| name | openai-embeddings |
| description | Generate text embedding vectors via OpenAI's embeddings API with dimension control, batch input, and base64 encoding. |
| tech_stack | ["openai"] |
| language | ["python"] |
| capability | ["llm-client","rag"] |
| version | openai-python unversioned |
| collected_at | "2026-01-12T00:00:00.000Z" |
OpenAI Embeddings
Source: https://developers.openai.com/api/reference/python, https://deepwiki.com/openai/openai-python/4.5-embeddings-and-vector-stores
Purpose
Convert text into high-dimensional vector representations (list[float]) that capture semantic meaning. These vectors enable semantic search, clustering, and retrieval-augmented generation (RAG). The dimensions parameter allows truncating vectors for storage efficiency.
When to Use
- Semantic search: embed queries and documents, compare with cosine similarity
- RAG pipelines: embed knowledge base chunks, retrieve the top-k before generation
- Clustering / deduplication: embed texts and group by vector proximity
- Generating fixed-size feature vectors for downstream ML
- Reducing vector DB storage costs by truncating dimensions (e.g., 3072 → 512)
Basic Usage
Single text embedding
from openai import OpenAI
client = OpenAI()
response = client.embeddings.create(
model="text-embedding-3-small",
input="The quick brown fox jumps over the lazy dog.",
)
vec = response.data[0].embedding
print(response.usage.total_tokens)
Batch multiple inputs
texts = ["First document.", "Second document.", "Third document."]
response = client.embeddings.create(
model="text-embedding-3-small",
input=texts,
)
for item in response.data:
print(f"Index {item.index}: {len(item.embedding)} dims")
Reduce dimensions (storage optimization)
response = client.embeddings.create(
model="text-embedding-3-large",
input="Some text",
dimensions=256,
)
print(len(response.data[0].embedding))
Base64 encoding (compact transfer)
response = client.embeddings.create(
model="text-embedding-3-small",
input="Encode me",
encoding_format="base64",
)
import base64, numpy as np
b64 = response.data[0].embedding
vec = np.frombuffer(base64.b64decode(b64), dtype=np.float32)
Async
from openai import AsyncOpenAI
client = AsyncOpenAI()
response = await client.embeddings.create(
model="text-embedding-3-small",
input=["text one", "text two"],
)
Key APIs (Summary)
| API | Notes |
|---|
client.embeddings.create(model, input) | Core method. input is str, list[str], list[int], or list[list[int]] |
response.data[0].embedding | The embedding vector (list[float] or base64 str) |
response.data[0].index | Position in input array |
response.usage.total_tokens | Total tokens processed (for cost tracking) |
response.model | Model identifier used |
Models
| Model | Default Dims | Notes |
|---|
text-embedding-3-small | 1536 | Cost-efficient, good quality |
text-embedding-3-large | 3072 | Best semantic capture |
text-embedding-ada-002 | 1536 | Legacy; dimensions param NOT supported |
Caveats
dimensions only on text-embedding-3-*: text-embedding-ada-002 does not support the dimensions parameter — it always returns 1536.
- Dimensions can only shrink, not grow: Requesting
dimensions=4096 on a 3072-dim model will error.
- Token limits: Each input string has a model-specific token limit. Exceeding it raises an error. Split long documents into chunks before embedding.
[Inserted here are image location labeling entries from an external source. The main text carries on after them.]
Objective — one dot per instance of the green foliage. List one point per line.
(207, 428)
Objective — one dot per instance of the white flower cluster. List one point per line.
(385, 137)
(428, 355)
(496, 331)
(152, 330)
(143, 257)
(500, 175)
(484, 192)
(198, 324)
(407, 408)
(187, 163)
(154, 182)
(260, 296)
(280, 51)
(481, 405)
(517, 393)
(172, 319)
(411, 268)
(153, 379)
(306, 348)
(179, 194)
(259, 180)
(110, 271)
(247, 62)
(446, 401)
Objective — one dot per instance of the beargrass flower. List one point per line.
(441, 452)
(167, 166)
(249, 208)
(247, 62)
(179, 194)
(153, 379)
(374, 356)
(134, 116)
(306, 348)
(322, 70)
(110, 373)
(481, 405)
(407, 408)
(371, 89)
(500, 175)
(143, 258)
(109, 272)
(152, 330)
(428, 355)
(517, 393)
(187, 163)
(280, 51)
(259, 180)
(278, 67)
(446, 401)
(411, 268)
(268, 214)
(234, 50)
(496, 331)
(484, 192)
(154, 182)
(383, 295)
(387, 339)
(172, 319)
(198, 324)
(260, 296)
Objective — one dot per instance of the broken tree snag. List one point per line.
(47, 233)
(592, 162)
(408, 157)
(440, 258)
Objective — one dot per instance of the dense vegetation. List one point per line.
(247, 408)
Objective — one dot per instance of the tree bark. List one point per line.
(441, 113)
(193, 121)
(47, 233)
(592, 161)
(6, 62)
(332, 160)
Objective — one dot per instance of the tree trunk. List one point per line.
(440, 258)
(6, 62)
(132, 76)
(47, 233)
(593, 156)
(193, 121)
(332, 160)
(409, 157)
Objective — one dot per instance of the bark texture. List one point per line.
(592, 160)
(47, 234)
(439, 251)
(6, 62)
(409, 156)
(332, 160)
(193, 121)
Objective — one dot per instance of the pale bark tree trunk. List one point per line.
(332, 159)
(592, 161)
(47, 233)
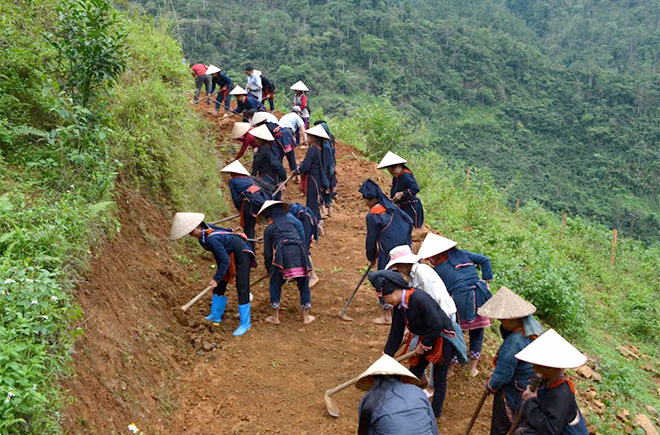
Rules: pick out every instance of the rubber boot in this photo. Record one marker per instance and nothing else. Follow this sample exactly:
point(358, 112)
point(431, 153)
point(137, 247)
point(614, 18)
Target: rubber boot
point(218, 305)
point(244, 311)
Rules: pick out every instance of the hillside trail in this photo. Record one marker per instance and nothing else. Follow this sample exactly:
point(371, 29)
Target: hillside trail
point(135, 363)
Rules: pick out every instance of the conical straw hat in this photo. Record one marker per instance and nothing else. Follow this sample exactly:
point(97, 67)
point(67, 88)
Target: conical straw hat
point(239, 129)
point(238, 91)
point(260, 117)
point(552, 350)
point(299, 86)
point(386, 366)
point(318, 131)
point(262, 132)
point(391, 159)
point(505, 304)
point(268, 204)
point(402, 254)
point(184, 223)
point(235, 167)
point(212, 69)
point(434, 245)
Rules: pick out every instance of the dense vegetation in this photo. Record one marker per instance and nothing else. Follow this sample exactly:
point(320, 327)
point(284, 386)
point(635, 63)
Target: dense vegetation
point(566, 272)
point(76, 74)
point(559, 99)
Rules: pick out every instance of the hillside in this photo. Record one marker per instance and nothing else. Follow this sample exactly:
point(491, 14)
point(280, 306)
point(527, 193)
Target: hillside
point(559, 100)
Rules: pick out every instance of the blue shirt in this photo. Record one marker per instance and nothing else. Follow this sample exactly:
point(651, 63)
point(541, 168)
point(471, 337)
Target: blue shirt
point(402, 409)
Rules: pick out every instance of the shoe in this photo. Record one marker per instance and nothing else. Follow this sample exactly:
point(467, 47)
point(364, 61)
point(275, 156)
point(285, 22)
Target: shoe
point(244, 312)
point(218, 305)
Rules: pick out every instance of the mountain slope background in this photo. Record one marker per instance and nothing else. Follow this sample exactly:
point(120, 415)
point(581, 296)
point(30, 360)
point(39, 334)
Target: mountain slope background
point(558, 99)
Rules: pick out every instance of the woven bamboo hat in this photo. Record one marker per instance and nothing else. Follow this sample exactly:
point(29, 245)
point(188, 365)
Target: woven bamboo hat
point(262, 132)
point(505, 304)
point(260, 117)
point(552, 350)
point(238, 91)
point(239, 129)
point(318, 131)
point(299, 86)
point(402, 255)
point(434, 244)
point(212, 69)
point(391, 159)
point(270, 203)
point(385, 366)
point(235, 167)
point(184, 223)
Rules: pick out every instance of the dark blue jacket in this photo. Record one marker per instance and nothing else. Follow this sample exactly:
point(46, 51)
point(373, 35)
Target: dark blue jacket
point(249, 104)
point(308, 221)
point(400, 408)
point(266, 162)
point(386, 230)
point(246, 193)
point(222, 80)
point(511, 375)
point(407, 184)
point(221, 242)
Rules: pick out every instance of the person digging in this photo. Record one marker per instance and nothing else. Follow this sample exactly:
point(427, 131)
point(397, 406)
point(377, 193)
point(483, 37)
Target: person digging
point(234, 259)
point(285, 257)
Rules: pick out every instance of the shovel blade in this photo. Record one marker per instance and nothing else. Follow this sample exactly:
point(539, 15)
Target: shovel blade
point(331, 405)
point(345, 317)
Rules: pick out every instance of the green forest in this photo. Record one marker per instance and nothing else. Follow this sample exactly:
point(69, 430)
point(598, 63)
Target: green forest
point(557, 99)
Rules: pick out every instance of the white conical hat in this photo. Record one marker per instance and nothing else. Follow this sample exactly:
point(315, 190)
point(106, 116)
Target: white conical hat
point(238, 91)
point(299, 86)
point(268, 204)
point(385, 366)
point(391, 159)
point(212, 69)
point(260, 117)
point(184, 223)
point(434, 245)
point(235, 167)
point(402, 255)
point(262, 132)
point(239, 129)
point(552, 350)
point(505, 304)
point(318, 131)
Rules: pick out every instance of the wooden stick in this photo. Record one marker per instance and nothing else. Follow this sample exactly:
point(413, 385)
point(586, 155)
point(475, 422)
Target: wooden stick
point(521, 413)
point(476, 412)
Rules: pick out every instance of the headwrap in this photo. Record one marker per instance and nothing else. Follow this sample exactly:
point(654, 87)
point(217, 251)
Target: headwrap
point(370, 189)
point(387, 281)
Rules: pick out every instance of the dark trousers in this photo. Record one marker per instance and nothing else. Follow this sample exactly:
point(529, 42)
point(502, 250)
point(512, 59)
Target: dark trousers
point(206, 81)
point(439, 376)
point(276, 283)
point(499, 423)
point(243, 265)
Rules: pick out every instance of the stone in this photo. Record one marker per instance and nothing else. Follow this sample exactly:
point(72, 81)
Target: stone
point(643, 422)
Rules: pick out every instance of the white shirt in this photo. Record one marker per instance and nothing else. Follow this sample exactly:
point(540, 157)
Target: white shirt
point(425, 278)
point(293, 121)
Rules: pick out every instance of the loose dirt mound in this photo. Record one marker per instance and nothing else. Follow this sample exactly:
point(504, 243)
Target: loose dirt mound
point(137, 364)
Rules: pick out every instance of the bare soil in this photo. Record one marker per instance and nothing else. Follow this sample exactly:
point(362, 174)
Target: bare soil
point(137, 364)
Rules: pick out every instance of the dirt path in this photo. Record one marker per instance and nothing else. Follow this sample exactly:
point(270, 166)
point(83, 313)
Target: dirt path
point(136, 364)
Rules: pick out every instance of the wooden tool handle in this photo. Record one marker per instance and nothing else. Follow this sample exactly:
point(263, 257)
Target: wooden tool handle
point(355, 379)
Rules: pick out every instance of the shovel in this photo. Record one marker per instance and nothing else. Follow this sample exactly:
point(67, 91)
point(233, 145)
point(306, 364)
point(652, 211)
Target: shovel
point(342, 313)
point(331, 404)
point(521, 413)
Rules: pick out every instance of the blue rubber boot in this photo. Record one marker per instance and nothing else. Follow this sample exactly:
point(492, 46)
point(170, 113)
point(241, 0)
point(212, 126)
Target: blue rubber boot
point(218, 305)
point(244, 311)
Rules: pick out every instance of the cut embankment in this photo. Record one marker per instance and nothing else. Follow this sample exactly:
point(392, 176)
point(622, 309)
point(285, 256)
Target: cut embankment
point(135, 363)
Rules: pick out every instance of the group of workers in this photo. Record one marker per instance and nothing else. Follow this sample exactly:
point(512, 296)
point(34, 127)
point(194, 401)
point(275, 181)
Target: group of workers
point(428, 306)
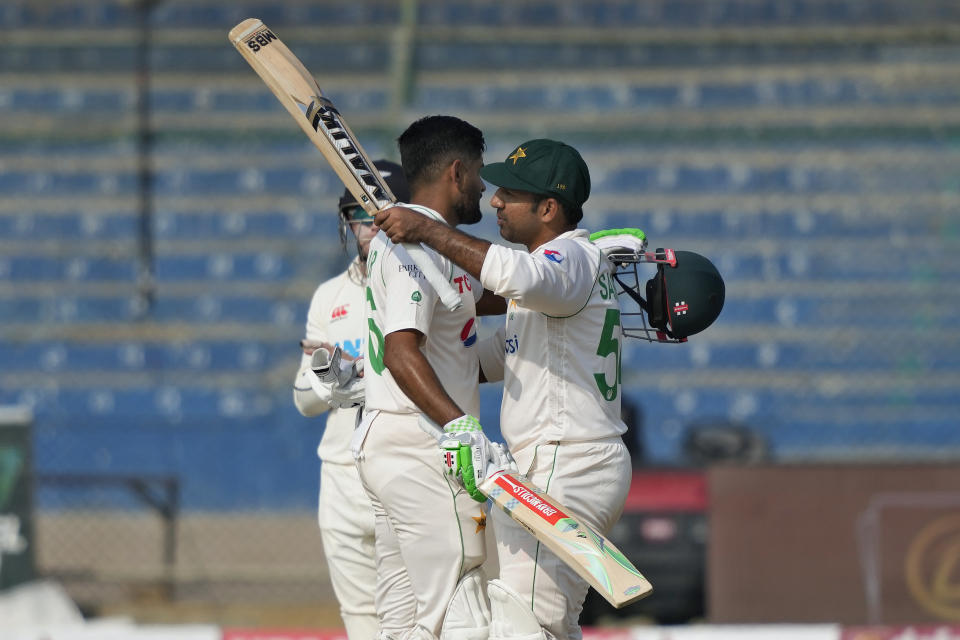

- Batch ≠ cheaper: Batch embedding reduces round-trips, NOT per-token cost. You're billed the same total tokens whether you send 1 request with 100 inputs or 100 requests with 1 input.
- Cross-provider availability is inconsistent:
text-embedding-3-* models are OpenAI-exclusive. When using DeepSeek/Qwen/Zhipu via base_url, embedding model names and capabilities differ. Many alternative providers lack embedding endpoints entirely — check provider docs.
- Float vs base64:
float (default) returns Python lists — convenient but larger payload. base64 is compact for network transfer but requires base64.b64decode + np.frombuffer to use.
Composition Hints
- RAG pipeline: Embed documents → store in vector DB → embed user query → retrieve top-k by cosine similarity → inject into chat completion as context.
- Cosine similarity:
np.dot(a, b) / (np.linalg.norm(a) * np.linalg.norm(b)) — standard metric for embedding comparison.
- With async: Use
AsyncOpenAI + asyncio.gather() to embed many documents concurrently. For extreme throughput, optionally switch to aiohttp backend via DefaultAioHttpClient().
- Cost tracking: Always log
response.usage.total_tokens in production — embeddings can be a significant cost center at scale.
- Chunking before embedding: For documents larger than the token limit, split on paragraph/sentence boundaries. Typical chunk sizes: 256–512 tokens with some overlap.